My Grandmother never knew what happened to her brother. In fact, she had been told that he had last been seen swimming to shore. When the movie, The Bridge on the River Kwai was released in 1957, there was a part when someone asks a POW where he came from and he said he was on the Houston. That inspired my Grandmother to start searching for answers. I think she always had a small hope that he would be found on one of hundreds of islands around Indonesia. She decided to fly to Houston, Texas to attend the annual reunion held for survivors. It was at one of those events that she met a friend of her brother’s. He had been with George the night of the attack and he told her that he had just seen him running below deck as they were hit by a torpedo. From where he was on the ship, he could never have survived. I think it may have been of some solace to her to know that he wasn’t ripped apart by sharks or made to suffer in a POW camp.
Fast Forward to 2018 and I am the general store in the tiny village of Grafton, Vermont. A man wearing the same USS Houston hat given to me by my Grandmother walks past me. I almost tackled him. I couldn’t believe my eyes. That is how I met Don. He was born and raised in Grafton. Each morning we were there, my son Harry and I would run down to the general store for coffee and sit with Don listening to his stories. My son, only four at the time, would be in his pajamas and proudly wearing his USS Houston hat, gazing up at him, hanging on to every word.
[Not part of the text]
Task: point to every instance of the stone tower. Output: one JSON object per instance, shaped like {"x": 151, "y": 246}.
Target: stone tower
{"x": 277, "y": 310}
On Memorial Day, 1942, one thousand men volunteered to join the Navy in order to replace the crew. They were hailed the “Houston volunteers.” Don was one of those men. This is one of the things that I love about traveling- the connections that are made and how this big vast world can be made to feel so small at times. I learned a lot about my family history and we made made a great new friend… bonding over a tragedy that happened half way across the world over 75 years ago.